Traditionellerweise wird die Kritik der entfremdeten Arbeit noch in einem zweiten Außen verankert - nicht nur in einem spezifischen Ideal der nicht entfremdeten Arbeit, sondern in einem bestimmten Modell des arbeitenden Selbst, von dem wir entfremdet sind und in das wir wieder eingesetzt werden sollten. Beide AutorInnen sind dem Essentialismus dieses Zugangs gegenüber misstrauisch. Mills weigert sich, seine Analyse auf "die metaphysische Ansicht (dass das eigentliche Wesen des Menschen (Mannes) seinen stärksten Ausdruck in einer Arbeitstätigkeit findet" (1951: 225; dt. 1955: 309), zu gründen, und Hochschild vermeidet es, ihre Kritik an die Authentizität von Gefühlen zu binden, indem sie darauf besteht, dass diese niemals unabhängig von Akten des Managements und folglich immer schon gesellschaftlich sind (1983: 17-18; dt.: 2006: 41). Trotz dieser Bedenken und Vorsichtsmaßnahmen bleibt jedoch die Tatsache bestehen, dass die Kritik der Entfremdung damit arbeitet, ein gegebenes Selbst zu evozieren, wobei unsere Entfremdung von eben jenem eine zwingende Krise hervorruft. Mills behauptet die Möglichkeit einer Strategie der Kritik ohne Zuhilfenahme einer Metaphysik der Arbeit, allerdings tendiert er dazu, eine Ontologie des liberalen Individuums anzurufen, um seine Kritik des Schicksals des "kleinen Mannes" mit Leben zu erfüllen. Ebenso findet sich - wieder einmal - in den Kernaussagen der Analyse Hochschilds ein Spannungsverhältnis: Sie beharrt auf der sozialen Konstruktion und Formbarkeit der Gefühle, während sie diese zugleich auch als solchermaßen fundamental für das Selbst postuliert, dass ihre Entfremdung ein Problem darstellt. Ihre Strategie, Referenzen auf das "reale", "wahre" und "authentische" Selbst unter Anführungszeichen zu setzen, dient paradoxerweise der - wenngleich sehr produktiven - Problematisierung genau jenes Essentialismus, von dem ihre Analyse nichtsdestotrotz abhängt. Mit anderen Worten, ihre Argumentation ist von einem Ideal des "nicht gemanagten (gekauften) Herzen" mit Leben erfüllt - das entweder mit einer separaten privaten Welt der emotionalen Praxis und des emotionalen Kontakts oder mit der Erfahrung eines "wahres" Selbst assoziiert wird -, dessen Möglichkeit ihre Argumentation gleichzeitig leugnet. Sowohl Mills als auch Hochschild erkennen mithin die Grenzen von kritischen Strategien, die auf nostalgischen Idealen von Arbeit und essentialistischen Modellen des Selbst beruhen, enden jedoch letztendlich bei deren Reproduktion.

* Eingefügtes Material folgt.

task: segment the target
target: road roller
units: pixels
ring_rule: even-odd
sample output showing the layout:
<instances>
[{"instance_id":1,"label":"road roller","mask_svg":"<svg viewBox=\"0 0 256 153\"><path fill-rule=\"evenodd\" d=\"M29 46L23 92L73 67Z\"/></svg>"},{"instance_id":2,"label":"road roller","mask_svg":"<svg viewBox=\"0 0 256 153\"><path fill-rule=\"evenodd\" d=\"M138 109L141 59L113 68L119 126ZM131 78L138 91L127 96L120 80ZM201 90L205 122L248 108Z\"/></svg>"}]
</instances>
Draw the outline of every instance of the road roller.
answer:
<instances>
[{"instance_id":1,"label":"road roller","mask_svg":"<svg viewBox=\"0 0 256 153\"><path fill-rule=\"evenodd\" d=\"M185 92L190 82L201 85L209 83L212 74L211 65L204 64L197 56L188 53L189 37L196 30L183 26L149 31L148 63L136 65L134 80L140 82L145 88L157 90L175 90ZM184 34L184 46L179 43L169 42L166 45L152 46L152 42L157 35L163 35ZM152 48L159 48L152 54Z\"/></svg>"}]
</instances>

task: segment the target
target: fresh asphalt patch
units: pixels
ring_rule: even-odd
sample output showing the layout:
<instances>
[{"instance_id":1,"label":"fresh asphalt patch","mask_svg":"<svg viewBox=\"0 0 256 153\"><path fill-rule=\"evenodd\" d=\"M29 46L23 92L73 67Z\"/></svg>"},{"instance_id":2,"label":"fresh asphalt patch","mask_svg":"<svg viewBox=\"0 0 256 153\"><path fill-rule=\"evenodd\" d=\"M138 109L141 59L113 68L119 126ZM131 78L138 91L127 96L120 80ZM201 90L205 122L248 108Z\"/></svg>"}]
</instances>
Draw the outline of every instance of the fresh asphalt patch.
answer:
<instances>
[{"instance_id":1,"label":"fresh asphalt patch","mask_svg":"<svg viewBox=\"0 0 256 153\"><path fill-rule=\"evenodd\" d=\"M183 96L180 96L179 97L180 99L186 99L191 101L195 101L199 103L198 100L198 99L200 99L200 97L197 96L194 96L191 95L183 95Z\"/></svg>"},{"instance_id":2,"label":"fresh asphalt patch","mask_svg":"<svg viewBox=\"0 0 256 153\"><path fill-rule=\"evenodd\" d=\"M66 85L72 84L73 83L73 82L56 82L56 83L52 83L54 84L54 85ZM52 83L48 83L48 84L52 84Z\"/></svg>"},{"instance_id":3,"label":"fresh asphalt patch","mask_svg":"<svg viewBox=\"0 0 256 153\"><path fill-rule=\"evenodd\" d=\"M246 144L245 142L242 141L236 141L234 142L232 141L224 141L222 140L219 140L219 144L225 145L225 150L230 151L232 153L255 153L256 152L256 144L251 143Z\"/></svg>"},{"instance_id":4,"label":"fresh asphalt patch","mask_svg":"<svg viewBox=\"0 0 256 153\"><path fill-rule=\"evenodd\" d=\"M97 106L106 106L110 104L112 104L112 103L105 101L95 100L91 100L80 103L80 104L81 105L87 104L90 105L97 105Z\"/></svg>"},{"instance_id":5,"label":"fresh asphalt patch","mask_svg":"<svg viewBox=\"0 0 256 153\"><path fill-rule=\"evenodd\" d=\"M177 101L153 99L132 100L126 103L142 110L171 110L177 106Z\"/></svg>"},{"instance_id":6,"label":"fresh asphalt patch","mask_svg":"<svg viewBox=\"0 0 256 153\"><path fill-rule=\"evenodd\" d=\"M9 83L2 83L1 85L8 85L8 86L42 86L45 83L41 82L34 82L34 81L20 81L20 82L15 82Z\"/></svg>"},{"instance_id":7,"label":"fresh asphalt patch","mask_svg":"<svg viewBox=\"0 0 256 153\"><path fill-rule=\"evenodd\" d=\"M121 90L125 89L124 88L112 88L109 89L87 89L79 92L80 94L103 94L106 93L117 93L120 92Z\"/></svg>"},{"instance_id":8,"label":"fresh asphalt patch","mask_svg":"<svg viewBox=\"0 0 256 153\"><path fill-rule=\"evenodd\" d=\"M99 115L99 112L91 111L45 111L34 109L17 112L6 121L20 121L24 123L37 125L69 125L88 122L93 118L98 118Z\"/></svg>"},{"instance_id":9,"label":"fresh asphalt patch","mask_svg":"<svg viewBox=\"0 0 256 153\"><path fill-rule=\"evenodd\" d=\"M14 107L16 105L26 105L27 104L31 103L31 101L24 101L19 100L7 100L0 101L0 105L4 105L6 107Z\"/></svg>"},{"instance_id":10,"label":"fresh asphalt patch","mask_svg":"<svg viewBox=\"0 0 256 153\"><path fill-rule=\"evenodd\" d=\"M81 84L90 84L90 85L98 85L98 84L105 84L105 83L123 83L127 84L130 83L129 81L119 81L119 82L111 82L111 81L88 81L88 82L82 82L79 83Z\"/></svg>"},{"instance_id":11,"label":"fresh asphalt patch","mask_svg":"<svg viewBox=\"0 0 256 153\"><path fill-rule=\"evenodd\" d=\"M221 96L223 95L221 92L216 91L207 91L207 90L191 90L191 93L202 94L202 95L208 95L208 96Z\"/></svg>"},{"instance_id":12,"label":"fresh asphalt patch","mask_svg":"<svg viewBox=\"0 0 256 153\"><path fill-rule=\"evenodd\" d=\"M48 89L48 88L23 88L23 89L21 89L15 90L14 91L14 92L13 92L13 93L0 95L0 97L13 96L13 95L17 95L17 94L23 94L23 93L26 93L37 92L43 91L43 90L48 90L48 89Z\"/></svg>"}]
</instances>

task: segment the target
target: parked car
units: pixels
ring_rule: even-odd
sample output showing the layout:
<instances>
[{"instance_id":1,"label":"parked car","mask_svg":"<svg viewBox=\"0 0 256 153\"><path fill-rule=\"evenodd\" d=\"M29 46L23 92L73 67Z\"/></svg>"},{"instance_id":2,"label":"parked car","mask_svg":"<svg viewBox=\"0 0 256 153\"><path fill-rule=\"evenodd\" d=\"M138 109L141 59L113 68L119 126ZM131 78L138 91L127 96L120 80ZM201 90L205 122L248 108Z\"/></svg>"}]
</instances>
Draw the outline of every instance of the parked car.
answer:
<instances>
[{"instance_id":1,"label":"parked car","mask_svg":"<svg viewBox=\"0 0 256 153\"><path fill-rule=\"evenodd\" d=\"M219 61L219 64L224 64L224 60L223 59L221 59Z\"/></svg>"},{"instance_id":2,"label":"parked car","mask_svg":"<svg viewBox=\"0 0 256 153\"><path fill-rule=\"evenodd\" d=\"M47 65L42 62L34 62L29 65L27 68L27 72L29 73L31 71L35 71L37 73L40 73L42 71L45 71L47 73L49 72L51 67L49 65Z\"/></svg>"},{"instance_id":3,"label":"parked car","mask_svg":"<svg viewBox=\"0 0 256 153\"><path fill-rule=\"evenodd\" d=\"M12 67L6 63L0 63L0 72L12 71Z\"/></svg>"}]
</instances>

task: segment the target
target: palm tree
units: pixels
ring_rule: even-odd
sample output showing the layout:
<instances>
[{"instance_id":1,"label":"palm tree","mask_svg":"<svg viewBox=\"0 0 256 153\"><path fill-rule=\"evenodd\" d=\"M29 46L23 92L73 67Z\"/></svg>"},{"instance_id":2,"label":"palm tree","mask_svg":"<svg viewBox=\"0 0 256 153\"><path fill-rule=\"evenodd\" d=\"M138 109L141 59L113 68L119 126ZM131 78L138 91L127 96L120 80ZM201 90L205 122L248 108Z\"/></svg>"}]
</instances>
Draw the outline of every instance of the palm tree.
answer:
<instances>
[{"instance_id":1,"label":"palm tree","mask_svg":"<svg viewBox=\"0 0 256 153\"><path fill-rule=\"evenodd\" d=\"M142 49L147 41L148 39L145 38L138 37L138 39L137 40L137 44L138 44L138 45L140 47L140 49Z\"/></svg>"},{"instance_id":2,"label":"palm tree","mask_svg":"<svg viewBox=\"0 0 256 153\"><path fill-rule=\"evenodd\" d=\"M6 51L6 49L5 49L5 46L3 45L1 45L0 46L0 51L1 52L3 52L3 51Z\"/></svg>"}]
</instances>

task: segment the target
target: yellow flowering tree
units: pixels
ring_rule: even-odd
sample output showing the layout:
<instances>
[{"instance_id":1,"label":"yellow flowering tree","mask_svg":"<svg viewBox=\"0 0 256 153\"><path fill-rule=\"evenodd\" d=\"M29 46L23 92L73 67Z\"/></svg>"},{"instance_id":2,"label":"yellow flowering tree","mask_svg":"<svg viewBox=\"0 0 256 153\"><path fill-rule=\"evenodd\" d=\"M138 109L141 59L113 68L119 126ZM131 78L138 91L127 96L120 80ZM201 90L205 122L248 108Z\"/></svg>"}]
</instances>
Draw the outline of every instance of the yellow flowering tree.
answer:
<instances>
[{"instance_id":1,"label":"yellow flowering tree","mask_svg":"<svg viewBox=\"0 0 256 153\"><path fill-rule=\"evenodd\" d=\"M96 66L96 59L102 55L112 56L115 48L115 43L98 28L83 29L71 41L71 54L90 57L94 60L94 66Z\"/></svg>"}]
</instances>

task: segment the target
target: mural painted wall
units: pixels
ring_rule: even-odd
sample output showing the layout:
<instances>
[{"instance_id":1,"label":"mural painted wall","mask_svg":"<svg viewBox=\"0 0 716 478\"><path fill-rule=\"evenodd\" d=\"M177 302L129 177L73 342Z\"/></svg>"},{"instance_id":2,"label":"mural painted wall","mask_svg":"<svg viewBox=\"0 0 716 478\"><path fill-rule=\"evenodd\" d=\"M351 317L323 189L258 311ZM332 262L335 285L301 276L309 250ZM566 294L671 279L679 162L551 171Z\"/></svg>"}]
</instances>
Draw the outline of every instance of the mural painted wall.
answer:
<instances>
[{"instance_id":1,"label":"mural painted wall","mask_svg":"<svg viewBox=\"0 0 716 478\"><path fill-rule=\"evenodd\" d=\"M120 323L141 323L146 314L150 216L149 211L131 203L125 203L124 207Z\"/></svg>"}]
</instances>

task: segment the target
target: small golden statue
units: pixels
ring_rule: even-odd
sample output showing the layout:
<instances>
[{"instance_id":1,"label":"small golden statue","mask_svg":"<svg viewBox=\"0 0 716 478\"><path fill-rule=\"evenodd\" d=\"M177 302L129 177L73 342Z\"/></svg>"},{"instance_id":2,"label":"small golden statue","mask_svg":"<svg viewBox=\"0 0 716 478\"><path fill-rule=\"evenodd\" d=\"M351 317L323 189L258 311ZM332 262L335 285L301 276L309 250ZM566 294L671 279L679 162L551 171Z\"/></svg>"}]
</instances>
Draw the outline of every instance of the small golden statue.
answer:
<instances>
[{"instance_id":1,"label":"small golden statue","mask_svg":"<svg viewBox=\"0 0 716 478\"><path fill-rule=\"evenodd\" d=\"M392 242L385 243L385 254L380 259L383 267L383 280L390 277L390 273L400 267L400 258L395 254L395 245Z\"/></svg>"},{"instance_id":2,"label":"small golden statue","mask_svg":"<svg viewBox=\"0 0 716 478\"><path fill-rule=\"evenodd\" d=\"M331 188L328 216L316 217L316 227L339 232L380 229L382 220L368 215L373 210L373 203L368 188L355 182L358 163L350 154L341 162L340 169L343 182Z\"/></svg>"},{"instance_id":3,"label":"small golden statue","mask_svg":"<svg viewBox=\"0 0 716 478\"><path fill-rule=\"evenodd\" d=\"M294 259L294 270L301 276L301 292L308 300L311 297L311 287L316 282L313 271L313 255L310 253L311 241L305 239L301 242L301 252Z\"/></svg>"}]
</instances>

Leben, Arbeit und die Logik der immanenten Kritik

Im Zuge der Diskussion dieser beiden Traditionen haben wir einige wichtige Einsichten geborgen und einige wesentliche Probleme frei gelegt. Wenn wir uns zunächst ihren vielen noch gültigen Ansatzpunkten zuwenden, möchte ich die sozialistisch feministische Betonung des Widerspruchs zwischen Akkumulation und gesellschaftlicher Reproduktion erwähnen, sowohl in seinem funktionalen Moment als Art und Weise der Realisierung und Aufrechterhaltung der Ausbeutung der Arbeit als auch in seinem potentiell dysfunktionalen Moment als Ort des Antagonismus. Als Ergebnis des Rückblicks auf die Analysen der White Collar und Pink Collar Arbeit von Mills und Hochschild ist es deren Fokus auf den Einfluss dieser Formen von Arbeit auf die Subjektivität, der meiner Ansicht nach von besonderer Relevanz für die Gegenwart bleibt. Hochschilds Analyse der konstitutiven Effekte der affektiven Arbeit und der Kolonisierung des Lebens durch die Arbeit ist meiner Meinung nach von besonderer Bedeutung für das heutige Projekt der Kartierung der Organisation der immateriellen/affektiven Arbeit und der Auseinandersetzung mit derselben. Und schließlich werden wir sowohl von Hochschild als auch von der sozialistisch feministischen Tradition an die Notwendigkeit erinnert, der weiterhin existierenden Produktion von Gender und geschlechtlicher Arbeitsteilung in der affektiven Arbeit - in ihrer bezahlten ebenso wie in ihrer unbezahlten Form - Aufmerksamkeit zu widmen.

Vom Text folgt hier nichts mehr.